Linear Approximations with a hemispherical dome

[forestmine]

Homework Statement

Use linear approximations to estimate the amount of paint needed to apply a
coat of pain .05cm thick to a hemispherical dome with diameter 50m.

Homework Equations

V=2/3*$\pi$*r$^{3}$

The Attempt at a Solution

I'm really not at all sure how to go about this. The only thing I somewhat understand is that it's necessary to subtract the difference in volume to obtain just the volume of the shell itself.

If someone could walk me through this one, that'd be great.

Thanks!

 

[mighty2000]

Hello,

Thank you for your question. Linear approximation is a useful tool in estimating values that are difficult to calculate directly. In this case, we can use linear approximation to estimate the volume of paint needed to apply a coat of paint 0.05cm thick to a hemispherical dome with a diameter of 50m.

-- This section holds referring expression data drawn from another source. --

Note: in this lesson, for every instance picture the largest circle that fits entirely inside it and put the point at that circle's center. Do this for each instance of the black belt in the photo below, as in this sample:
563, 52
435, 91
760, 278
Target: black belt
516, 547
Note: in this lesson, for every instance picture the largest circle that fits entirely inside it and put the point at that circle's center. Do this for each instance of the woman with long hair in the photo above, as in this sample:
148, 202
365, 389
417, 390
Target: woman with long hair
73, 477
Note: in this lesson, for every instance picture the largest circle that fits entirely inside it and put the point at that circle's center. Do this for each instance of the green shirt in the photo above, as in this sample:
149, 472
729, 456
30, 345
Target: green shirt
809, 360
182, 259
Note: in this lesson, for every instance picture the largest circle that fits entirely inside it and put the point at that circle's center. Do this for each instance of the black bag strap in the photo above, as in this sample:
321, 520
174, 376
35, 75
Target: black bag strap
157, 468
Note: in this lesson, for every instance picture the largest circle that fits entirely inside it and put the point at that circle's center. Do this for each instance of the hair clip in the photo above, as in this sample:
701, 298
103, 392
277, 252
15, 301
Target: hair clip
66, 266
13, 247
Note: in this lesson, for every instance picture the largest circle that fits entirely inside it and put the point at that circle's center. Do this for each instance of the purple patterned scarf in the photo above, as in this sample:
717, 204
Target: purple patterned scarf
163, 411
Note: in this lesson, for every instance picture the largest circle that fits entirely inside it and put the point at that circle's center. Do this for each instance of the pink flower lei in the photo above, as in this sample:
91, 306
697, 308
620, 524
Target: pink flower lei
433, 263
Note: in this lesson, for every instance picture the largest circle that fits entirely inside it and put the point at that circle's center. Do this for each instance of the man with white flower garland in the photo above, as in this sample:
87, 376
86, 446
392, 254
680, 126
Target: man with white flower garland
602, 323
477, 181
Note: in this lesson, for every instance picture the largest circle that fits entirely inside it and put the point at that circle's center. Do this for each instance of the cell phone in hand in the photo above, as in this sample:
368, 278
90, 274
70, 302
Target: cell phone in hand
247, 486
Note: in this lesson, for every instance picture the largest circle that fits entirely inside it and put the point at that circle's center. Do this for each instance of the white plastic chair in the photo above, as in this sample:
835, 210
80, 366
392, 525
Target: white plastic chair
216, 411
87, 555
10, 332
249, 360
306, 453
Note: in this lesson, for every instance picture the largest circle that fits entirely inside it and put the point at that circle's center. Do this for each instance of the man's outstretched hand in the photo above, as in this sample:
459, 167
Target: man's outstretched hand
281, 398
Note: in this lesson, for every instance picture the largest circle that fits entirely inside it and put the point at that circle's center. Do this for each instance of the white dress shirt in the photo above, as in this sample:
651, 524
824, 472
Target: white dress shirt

To begin, let's first calculate the volume of the entire hemisphere using the formula V = 2/3 * π * r^3, where r is the radius of the hemisphere. Since the diameter is given to be 50m, the radius would be half of that, which is 25m. Therefore, the volume of the hemisphere would be V = 2/3 * π * (25m)^3 = 65,449.85 m^3.

Now, we need to estimate the volume of the paint needed for a 0.05cm thick coat. To do this, we can use the linear approximation formula, which is given by ΔV = V' * Δx, where ΔV is the change in volume, V' is the derivative of the volume function with respect to x, and Δx is the change in x.

In this case, x represents the thickness of the paint and Δx represents the change in thickness, which is 0.05cm. The derivative of the volume function with respect to x would be V' = 4/3 * π * r^2.

Substituting the values, we get ΔV = (4/3 * π * (25m)^2) * (0.05cm) = 261.8 m^3.

Therefore, the estimated volume of paint needed for a 0.05cm thick coat would be V_est = V + ΔV = 65,449.85 m^3 + 261.8 m^3 = 65,711.65 m^3.

I hope this helps. Let me know if you have any further questions or if you need clarification on any of the steps. Good luck with your calculations!